Ничего нового в таком «современном» подходе не было. Испокон веков и в философии, и в политике существовало направление, полагавшее, что народ может быть лишь объектом манипулирования. А его требование «справедливости» не только слишком неопределенно, но и ненаучно, ибо, являясь сугубо «нравственным чувством», никак не выражает реальные общественные потребности.

Мне кажется, что именно это, второе направление, сформировавшее новое поколение «западников», выработавших свой особый «научный язык» (а может быть, просто «птичий язык»?), и породило позднее тех реформаторов, которые в 1992 году облагодетельствовали страну «современной моделью» исторического развития, ввергнувшей Россию в полосу «смутного времени».

Впрочем, в те 70–80–е годы многие полагали, что различия между нами не столь уж существенны. Что речь идет лишь об оттенках противостояния «общему врагу», одинаково чуждому и гуманизму, и науке. Поэтому пронизывавший многие статьи сборника пафос неприятия, или как выражался Ильенков, «обожествления» науки, казался порой чрезмерным. И когда об этом заходила речь, у меня не находилось иного аргумента, как ссылка на то, что сторонники «математизации» политики — ребята умные, и вряд ли логика их размышлений может представлять какую — то реальную опасность.

В ответ Эвальд лишь иронически улыбался и переводил разговор на другую тему. Но однажды он позвонил с несколько неожиданной просьбой. Ему рассказали о какой — то беседе Ленина, во время которой Владимира Ильича спросили о Х. — умный ли он человек? Ленин задумался и якобы ответил: «Умный — то он умный. Только ум у него глупый».

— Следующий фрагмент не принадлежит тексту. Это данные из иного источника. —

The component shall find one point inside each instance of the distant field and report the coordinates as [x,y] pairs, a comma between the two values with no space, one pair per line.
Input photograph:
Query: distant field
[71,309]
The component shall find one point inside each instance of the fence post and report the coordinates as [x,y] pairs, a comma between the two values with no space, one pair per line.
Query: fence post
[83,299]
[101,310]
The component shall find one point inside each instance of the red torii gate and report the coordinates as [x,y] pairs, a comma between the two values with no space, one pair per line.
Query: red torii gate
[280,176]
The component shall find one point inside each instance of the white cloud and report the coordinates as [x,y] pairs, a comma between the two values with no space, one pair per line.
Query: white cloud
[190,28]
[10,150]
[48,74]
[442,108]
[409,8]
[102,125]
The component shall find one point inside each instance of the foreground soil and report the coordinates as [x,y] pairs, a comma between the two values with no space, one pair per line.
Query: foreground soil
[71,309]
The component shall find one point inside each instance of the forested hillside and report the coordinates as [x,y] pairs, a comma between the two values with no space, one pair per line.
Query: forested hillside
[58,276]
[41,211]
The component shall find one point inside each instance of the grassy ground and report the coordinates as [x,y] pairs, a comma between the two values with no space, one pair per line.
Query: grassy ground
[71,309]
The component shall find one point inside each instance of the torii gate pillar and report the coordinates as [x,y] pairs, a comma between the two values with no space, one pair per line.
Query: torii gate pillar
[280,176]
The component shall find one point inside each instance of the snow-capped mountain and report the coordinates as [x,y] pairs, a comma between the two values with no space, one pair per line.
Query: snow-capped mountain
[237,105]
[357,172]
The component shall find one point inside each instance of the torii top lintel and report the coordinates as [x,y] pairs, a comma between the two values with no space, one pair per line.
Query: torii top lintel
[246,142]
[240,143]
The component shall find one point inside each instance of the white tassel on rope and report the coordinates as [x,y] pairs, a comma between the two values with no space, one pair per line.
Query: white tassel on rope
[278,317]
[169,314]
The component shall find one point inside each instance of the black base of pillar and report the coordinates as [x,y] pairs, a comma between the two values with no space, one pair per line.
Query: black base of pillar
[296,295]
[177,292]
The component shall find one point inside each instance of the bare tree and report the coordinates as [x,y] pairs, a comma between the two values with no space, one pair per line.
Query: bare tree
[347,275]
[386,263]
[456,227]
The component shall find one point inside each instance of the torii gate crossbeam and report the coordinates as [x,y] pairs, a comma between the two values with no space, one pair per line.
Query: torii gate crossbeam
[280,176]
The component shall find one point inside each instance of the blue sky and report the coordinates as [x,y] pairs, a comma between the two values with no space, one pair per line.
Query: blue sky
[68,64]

Я сказал, что слышал эту байку, но никаких подтверждений беседы в мемуарной литературе не встречал, хотя мысль и сформулирована очень «по — ленински». В ответ я услышал все то, что потом было зафиксировано в ильенковском заключении к сборнику. Сравнивая величественный закат Дон Кихота и диктуемое отвращением к самому себе самоубийство Смердякова, Эвальд писал: «…ум, попирающий элементарные требования нравственности, кончает как глупый подлец, как подлый глупец, осознавая это невыносимое и для «ума» и для «совести» состояние…» Не знаю, то ли эта, казалось бы, пустячная байка дала толчок для парадоксального хода его размышлений, то ли наоборот. Сначала созрела сама мысль, а потом уж начался поиск емкой и доступной формы ее изложения.